West Natuna Exploration Ltd. (WNEL) and its partners in the Duyung PSC offshore Indonesia have approved an updated plan of development for the Mako gas field.
Offshore staff
LONDON — West Natuna Exploration Ltd. (WNEL) and its partners in the Duyung PSC offshore Indonesia have approved an updated plan of development for the Mako gas field.
They have also secured alignment with SKKMIGAS on the plan of development, which has since gone to the Indonesian Ministry of Energy and Mineral Resources for approval.
WNEL, a subsidiary of Conrad Asia Energy, has been maturing the development and negotiating gas sales agreements ahead of the final investment decision.
According to partner Coro Energy, this will be a two-phased development with six wells in Phase 1 and a further two in Phase 2 following five years of production.

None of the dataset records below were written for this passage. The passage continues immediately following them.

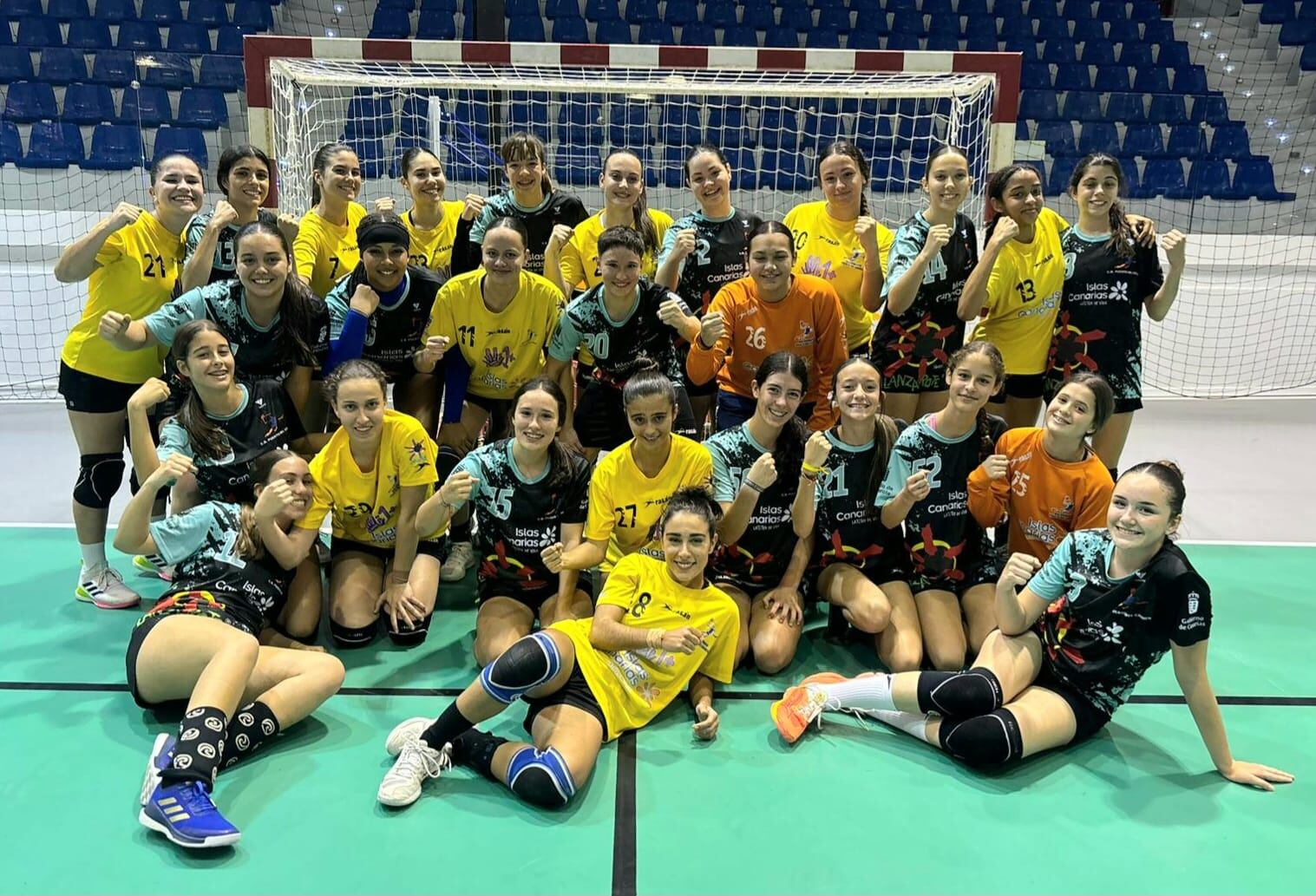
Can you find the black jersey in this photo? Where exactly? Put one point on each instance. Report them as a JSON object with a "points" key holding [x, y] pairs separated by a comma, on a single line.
{"points": [[621, 348], [395, 332], [517, 517], [944, 541], [1102, 634], [848, 526], [265, 420], [760, 557], [224, 264], [557, 208], [209, 578], [911, 349], [1099, 324], [719, 257]]}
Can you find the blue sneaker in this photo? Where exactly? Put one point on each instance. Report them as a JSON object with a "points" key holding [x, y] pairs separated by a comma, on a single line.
{"points": [[186, 814], [162, 753]]}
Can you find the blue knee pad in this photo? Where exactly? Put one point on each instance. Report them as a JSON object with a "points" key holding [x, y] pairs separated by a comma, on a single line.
{"points": [[541, 778], [526, 664]]}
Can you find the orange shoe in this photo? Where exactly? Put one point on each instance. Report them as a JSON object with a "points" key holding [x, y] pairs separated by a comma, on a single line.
{"points": [[798, 708]]}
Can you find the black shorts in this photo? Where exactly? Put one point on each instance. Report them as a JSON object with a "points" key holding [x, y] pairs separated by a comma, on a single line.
{"points": [[1087, 717], [600, 419], [424, 547], [575, 692], [88, 394], [1020, 386], [534, 598]]}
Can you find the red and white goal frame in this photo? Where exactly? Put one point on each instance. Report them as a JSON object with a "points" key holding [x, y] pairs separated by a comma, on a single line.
{"points": [[261, 49]]}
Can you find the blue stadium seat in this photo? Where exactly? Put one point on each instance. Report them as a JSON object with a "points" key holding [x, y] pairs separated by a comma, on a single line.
{"points": [[437, 27], [1074, 76], [224, 73], [1082, 106], [1169, 109], [1111, 79], [390, 24], [53, 145], [15, 65], [88, 104], [203, 107], [114, 68], [62, 66], [171, 70], [187, 37], [228, 41], [147, 107], [1152, 81], [526, 28], [1186, 141], [212, 13], [38, 32], [681, 12], [1231, 142], [1127, 108], [697, 35], [1099, 137], [89, 35], [254, 15], [1142, 140], [1038, 106], [657, 35], [1058, 137], [30, 101], [570, 29], [190, 141], [139, 36], [1214, 109], [1257, 178]]}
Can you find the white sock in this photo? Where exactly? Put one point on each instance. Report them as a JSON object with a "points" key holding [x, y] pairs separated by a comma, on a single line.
{"points": [[911, 723], [94, 555], [868, 692]]}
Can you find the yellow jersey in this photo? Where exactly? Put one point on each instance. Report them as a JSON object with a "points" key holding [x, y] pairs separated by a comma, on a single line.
{"points": [[433, 249], [1024, 295], [504, 349], [364, 503], [633, 686], [625, 504], [579, 258], [326, 252], [139, 267], [828, 249]]}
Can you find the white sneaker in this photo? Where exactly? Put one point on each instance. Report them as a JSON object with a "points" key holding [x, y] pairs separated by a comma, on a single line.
{"points": [[104, 587], [154, 565], [460, 559], [415, 763], [404, 732]]}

All the wells will be tied back to a leased MOPU via a bridge-linked conductor support frame structure at the Mako Field. The gas will head to Singapore via the West Natuna Transportation System pipeline.
Production should start in 2025, peaking at 120 MMcf/d, with recoverable 2C resources estimated at 413 Bcf. The other partner is Empyrean Energy.
Phase 1 capex is estimated at $251 million with full-field capex of $303 million.